Course allocation is one of the most multi-faceted issues encountering Zayed University (ZU) Dubai. This is due to the delicate nature of choosing which group of students should be placed in courses that are immensely popular. For instance, I couldn’t get in to 3 courses I must enroll in for spring semester, which are the last 3 major courses remaining for me to take at ZU.
On that note, in the last few years, academics have suggested various solutions through application of matching theory, combinational auction design, and integer programming. This novel allocation process is founded on a draft developed by Harvard Business School. The process has received wide support from faculty and students for its effectiveness, impartiality, and effectiveness. I believe that ZU should also adopt the multi-assign problem. The multi-assign problem features a set of objects that cannot be divided which are to be allocated amongst a group of individuals, whereby money transfers are banned and individuals have favourites. The objective is to develop a technique where people are motivated to record their true preferences, with last allocation of the objects to individuals enhancing general welfare.

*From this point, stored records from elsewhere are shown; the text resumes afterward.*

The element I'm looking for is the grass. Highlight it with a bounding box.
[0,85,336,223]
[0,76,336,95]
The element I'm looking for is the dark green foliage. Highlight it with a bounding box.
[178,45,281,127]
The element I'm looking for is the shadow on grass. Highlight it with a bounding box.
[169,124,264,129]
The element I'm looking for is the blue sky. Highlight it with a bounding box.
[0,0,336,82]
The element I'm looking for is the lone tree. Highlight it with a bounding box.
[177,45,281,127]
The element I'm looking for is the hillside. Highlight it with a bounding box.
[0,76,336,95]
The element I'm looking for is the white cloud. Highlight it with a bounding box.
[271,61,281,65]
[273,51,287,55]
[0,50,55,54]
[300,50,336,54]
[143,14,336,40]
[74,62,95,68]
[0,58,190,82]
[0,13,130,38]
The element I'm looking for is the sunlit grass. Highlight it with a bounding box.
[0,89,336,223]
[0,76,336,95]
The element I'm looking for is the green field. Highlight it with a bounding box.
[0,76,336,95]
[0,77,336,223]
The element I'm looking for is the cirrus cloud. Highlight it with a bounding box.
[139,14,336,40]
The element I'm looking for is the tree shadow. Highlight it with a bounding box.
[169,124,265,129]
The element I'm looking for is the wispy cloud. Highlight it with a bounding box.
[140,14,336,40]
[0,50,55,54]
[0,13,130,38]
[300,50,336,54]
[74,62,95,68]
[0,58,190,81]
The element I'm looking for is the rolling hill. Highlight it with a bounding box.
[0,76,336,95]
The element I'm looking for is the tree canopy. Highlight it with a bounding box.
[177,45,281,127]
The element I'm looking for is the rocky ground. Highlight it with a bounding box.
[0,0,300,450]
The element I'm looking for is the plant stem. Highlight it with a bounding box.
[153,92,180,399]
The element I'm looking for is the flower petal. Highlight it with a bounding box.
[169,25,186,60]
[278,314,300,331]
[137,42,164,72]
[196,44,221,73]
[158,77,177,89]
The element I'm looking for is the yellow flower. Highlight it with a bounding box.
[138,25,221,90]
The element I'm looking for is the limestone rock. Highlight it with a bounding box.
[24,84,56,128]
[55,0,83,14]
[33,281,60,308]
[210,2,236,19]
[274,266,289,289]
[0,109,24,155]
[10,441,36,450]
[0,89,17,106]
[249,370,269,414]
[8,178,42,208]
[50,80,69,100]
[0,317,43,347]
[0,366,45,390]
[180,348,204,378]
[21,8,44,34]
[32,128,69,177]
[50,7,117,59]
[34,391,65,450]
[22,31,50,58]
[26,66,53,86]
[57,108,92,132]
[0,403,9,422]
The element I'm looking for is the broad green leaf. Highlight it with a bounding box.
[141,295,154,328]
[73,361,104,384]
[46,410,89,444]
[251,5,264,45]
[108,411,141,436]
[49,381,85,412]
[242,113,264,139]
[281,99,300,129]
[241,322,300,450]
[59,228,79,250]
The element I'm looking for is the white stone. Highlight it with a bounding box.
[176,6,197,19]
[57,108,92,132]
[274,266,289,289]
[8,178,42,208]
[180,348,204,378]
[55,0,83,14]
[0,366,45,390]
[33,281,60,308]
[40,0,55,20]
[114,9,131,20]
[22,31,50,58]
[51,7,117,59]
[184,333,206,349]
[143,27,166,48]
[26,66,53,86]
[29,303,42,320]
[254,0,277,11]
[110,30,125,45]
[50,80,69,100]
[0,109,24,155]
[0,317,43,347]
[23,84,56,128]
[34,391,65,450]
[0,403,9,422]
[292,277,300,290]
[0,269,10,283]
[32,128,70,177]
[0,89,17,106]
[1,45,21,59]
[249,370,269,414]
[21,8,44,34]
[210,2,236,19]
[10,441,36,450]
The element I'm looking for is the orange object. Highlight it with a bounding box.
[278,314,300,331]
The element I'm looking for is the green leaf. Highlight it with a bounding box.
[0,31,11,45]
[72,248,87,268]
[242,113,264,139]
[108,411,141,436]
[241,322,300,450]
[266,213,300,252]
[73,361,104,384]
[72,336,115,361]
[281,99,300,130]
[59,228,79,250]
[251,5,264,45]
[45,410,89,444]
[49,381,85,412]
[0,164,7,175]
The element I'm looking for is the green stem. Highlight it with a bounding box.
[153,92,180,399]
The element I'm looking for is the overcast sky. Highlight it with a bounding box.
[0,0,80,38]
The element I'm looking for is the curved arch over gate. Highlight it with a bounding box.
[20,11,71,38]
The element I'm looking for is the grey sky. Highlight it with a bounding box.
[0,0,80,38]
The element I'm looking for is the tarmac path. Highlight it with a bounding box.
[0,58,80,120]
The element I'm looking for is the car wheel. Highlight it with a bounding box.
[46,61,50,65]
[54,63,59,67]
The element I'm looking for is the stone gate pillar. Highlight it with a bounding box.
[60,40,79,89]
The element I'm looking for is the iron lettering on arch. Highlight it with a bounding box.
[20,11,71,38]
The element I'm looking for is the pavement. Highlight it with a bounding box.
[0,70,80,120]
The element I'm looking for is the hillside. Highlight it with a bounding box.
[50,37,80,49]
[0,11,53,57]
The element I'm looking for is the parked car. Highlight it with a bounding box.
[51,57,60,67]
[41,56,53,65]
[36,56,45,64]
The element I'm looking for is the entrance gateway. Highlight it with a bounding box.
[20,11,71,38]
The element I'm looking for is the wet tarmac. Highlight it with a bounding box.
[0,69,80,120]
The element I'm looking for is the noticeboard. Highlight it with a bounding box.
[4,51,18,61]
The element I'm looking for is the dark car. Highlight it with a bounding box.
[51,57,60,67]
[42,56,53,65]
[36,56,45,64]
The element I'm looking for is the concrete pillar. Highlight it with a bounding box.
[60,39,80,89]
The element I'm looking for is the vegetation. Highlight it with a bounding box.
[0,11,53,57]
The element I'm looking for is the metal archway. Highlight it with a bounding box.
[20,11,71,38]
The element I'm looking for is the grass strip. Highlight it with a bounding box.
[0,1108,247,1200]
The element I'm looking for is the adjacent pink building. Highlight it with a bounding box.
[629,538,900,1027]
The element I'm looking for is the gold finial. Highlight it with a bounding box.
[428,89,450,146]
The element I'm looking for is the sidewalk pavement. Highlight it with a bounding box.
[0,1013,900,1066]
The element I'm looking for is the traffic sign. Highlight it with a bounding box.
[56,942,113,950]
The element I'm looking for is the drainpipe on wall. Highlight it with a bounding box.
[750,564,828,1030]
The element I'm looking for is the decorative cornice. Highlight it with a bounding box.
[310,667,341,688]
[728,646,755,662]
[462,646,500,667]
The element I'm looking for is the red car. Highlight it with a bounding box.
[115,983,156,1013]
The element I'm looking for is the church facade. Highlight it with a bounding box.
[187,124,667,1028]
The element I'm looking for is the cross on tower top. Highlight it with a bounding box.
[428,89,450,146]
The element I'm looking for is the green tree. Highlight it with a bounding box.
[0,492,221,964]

The most effective application of the multi-unit assignment problem is course allocation. Rather than a process by which students select their whole set of courses in one round, they register each semester via an automated draft that has four rounds, whereby students’ hand in a wish list that is predetermined; it will have 20 preferred courses for the semester in decreasing order of desirability. In every round, each student is handed a single selection, and is allocated his/her top-selection from all the courses that have spaces. By embracing this method, Zayed University will mitigate its course allocation problem.